Stowaway - Space film review
- T. Bruce Howie
- Jun 6, 2021
- 4 min read
Boy, do I love my space films. I love the science, the professionalism, the sheen of truly great spacefaring movies like Alien, The Martian, Gravity, Interstellar and Star Trek. And Netflix sure loves them too – The Cloverfield Paradox, IO, The Midnight Sky and now Stowaway. Unfortunately, Netflix’s love for the space above them does not compensate for the lack of creative space between their ears, as their latest space-faring adventure proves for the fourth time.

Directed by Brazilian YouTuber Joe Penna (a sentence I will never get used to writing), Stowaway follows Anna Kendrick, Daniel Dae Kim and Toni Collette as they find an unfortunate engineer (Shamier Anderson) who is accidentally in the rocket when it launches. They must debate if they can save this man with their dwindling life-support systems – and that’s pretty much the movie, people sitting around and talking about if they are required to blow this engineer out of an airlock.
Already, the movie is on a rough start because a “stowaway” refers to someone who deliberately hid themselves in a mode of transportation, while poor Anderson was just in the rocket working on shit when they launched it. Come to think of it, why did they launch the rocket when he was still in it? And why did he end up in the system of the space station they launched to rather than remain in the rocket system – I’m getting ahead of myself.

You may have noted in my introduction that I didn’t call the characters by their names or job titles like I usually do – I just called them by their actor’s names, except for Anderson because I haven’t seen him before. That’s because everyone in this film is just playing a version of themselves, rather than creating a character. There’s very little distinguishing each character from one another and their actor’s personas, and so the movie becomes very flat. Alien takes its time to establish individual traits for its trucker-level, grounded characters, but Stowaway just had the actors do their thing and go.
It’s unfortunate, as these are talented actors who do sometimes get to shine through, but their characters never get to fully develop. There’s no humour, no sense of realism to them, no real chemistry – they’re actors only.
In regard to the central quandary of the film – do they kill this guy or not – the movie feels very oddly muted and often perfunctory in how it handles the situation. The characters will hold major information from one another to build tension that will never be mentioned again, and the film is never bold enough to actually answer its questions in a satisfying way. There’s no bravery or desire to describe this theme and its implications, making the film even more uninvolving than it actually is.
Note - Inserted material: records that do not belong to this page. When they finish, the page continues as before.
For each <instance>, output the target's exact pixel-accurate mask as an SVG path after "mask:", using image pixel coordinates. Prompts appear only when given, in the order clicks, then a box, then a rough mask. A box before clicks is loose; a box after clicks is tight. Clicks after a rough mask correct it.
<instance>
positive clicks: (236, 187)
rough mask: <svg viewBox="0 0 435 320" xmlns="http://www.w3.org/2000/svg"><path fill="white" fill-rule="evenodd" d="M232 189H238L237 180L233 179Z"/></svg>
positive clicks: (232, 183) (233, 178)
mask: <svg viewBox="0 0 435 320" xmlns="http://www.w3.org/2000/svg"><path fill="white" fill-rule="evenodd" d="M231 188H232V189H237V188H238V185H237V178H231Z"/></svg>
Beyond that, the writing for this movie is just plain bad in spots. I already mentioned the character blandness and how perfunctory some scenes feel, but the movie has problems with pacing, structure and dialogue without. It’s so uninvolving that I was thinking of zingers throughout to respond to anything that was happening or being said, because the film is so plodding and the emotional beats failing to hit because of the lack of character work.
The scientific and technical accuracy is also hilariously bad, almost buffoonish in how nothing makes sense (such as “Hi, I’m a botanist and biochemist who knows nothing about medicine. Here’s some sodium thiopental which I say is going to kill you painlessly, but I’m not qualified at all to say that because I don’t have a medicine degree, and in real life, this drug does not do that at all.”).
Perhaps the worst offender for me is the surprisingly low production value. Having come off the sheer technical brilliance of Netflix originals such as Mitchells vs. the Machines, Roma, The Irishman and even the aforementioned-bad The Midnight Sky, Stowaway is like a stage production in comparison. While the production design and special effects aren’t necessarily bad, there’s no character of its own. It looks like it was taken from the set of any sci-fi movie.
Penna’s handling of cinematography, not using any interesting framing or symmetry, compounds and piles on the flat feeling of this whole film, seeming to sleepwalk behind the camera. Even the scenes where he goes for colour and emotion don’t land because of how the script has so poorly set up these moments with logical and scientific flaws, making them sleep-inducingly bad.

Easily the funniest thing about this movie, though? It just ends way before these characters ever reach Mars and get to a resolution about many other problems. I take that as a directorial interpretation that 5 minutes after the movie ends, the ship just explodes for no reason, like how many of the Saw movies end (e.g. Jeff gets new quest at end of Saw III, Jeff dies literally 1 minute after he’s introduced in Saw IV). That would have been entertaining.
Stowaway gets a C-.
I heard that Penna’s earlier movie Arctic starring Mads Mikkelsen was actually pretty great, so I might have some hope for him as a director in future. But I don’t recommend this one.